A Rhodes University pharmaceutical biochemistry research scientist, Roman Tandlich, found vibrio cholerae among other bacteria in samples he took in November, after pumping of floodwater out of the valley was discontinued.
He did the tests after being approached by residents concerned over the sewage-polluted floodwater.
His initial tests found an e.coli count of more than 100 000 cells per 100ml in a water sample from the flooded area, which covered 17.2ha.
In a risk evaluation accompanying his initial results, he said there was a “high risk of waterborne disease upon contact” and recommended any contact with the floodwater should be avoided and that clean-up personnel should wear the full-body protective gear.
He made further comprehensive tests for the presence of the cholera bacteria and in findings released on January 4, said there was a 77% likelihood of vibrio cholerae in a soil sample and a 66% likelihood that it was present in a floodwater sample.
Tandlich also took municipal tapwater samples and found low risk of faecal contamination, but recommended chlorination of the pipes was urgent.
He took additional samples this week, to confirm his results.

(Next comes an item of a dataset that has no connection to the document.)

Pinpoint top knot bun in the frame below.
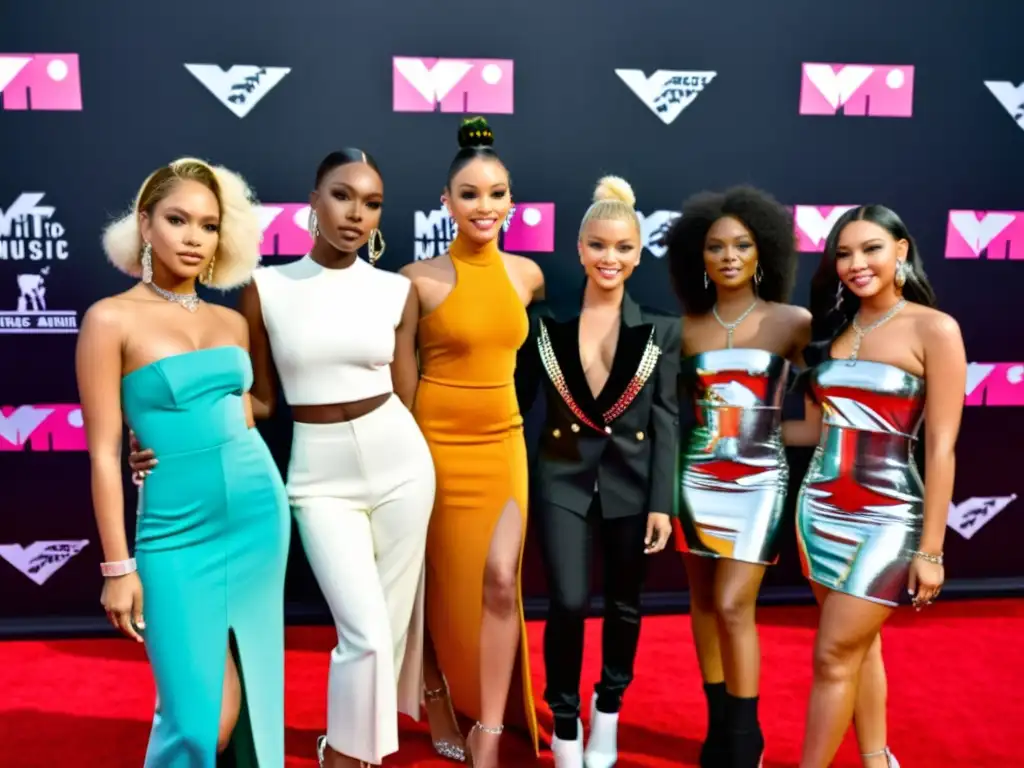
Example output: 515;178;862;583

He said he would also submit his results to the Department of Water Affairs. In the meantime, he said people should avoid contact with puddles and damp soil in the Medolino area.
Sunshine was the best thing to kill the bug, he said.

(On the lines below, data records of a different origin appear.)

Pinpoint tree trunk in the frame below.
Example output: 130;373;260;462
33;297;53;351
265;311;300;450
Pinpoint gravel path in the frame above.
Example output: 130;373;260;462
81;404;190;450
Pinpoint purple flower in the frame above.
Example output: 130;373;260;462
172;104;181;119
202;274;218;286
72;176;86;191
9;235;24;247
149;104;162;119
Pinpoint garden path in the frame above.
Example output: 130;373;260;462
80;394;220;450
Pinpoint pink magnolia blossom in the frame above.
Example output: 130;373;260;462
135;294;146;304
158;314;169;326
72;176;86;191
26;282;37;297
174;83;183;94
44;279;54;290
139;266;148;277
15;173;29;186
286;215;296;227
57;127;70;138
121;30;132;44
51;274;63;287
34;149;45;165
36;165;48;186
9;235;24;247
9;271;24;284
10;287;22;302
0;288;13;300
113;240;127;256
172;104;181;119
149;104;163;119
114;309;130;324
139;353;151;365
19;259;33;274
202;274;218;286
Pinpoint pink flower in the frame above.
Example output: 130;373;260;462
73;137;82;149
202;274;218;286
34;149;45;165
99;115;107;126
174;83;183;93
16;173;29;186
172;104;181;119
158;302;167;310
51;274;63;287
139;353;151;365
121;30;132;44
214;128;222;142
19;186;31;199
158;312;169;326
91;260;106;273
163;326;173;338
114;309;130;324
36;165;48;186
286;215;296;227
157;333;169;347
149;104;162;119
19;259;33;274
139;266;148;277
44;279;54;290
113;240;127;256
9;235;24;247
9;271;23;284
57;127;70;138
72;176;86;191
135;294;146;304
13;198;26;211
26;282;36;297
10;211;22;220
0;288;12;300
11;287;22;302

“I don’t want to cause a panic,” he stressed. “I need to make sure all my data is rigidly verified.”
He also said any risk of a cholera outbreak was limited to the Medolino area.
In interviews with residents, Tandlich found there had been a number of cases of diarrhoea, vomiting, stomach cramps and rashes on arms and legs.
“It could be cholera causing the symptoms, but I’m not 100% sure,” he said. “A skin rash is not a symptom of cholera. Diarrhoea, vomiting and severe dehydration are symptoms.”
Ward 10 councillor Ross Purdon said he was “deeply concerned”.
“It’s my ward. We’ve got to monitor it,” he said.
In an e-mail exchange between Purdon and the directorate of community protection services, of which TotT has a copy, the director’s personal assistant Jackie Nel said Tandlich’s test results needed to be provided under Rhodes University’s official letterhead.
“We will take samples of the same area, and send to the same lab to be tested, as well as to another alternative, lab. If the lab originally used by the institution (in this case, Rhodes), is not accredited, we will not use them,” Nel wrote.
Tandlich acknowledged the Rhodes lab was not accredited, “but it doesn’t invalidate my findings”.
Municipal spokesman Cecil Mbolekwa said municipal officials had met with Tandlich and Purdon on Tuesday.
“We are concerned about the matter,” said Mbolekwa.
He confirmed further samples would be taken.
Tandlich said further comprehensive tests would cost between R10 000 and R20 000, for which he had no budget, but Purdon expressed hope the Department of Water Affairs would cover these costs.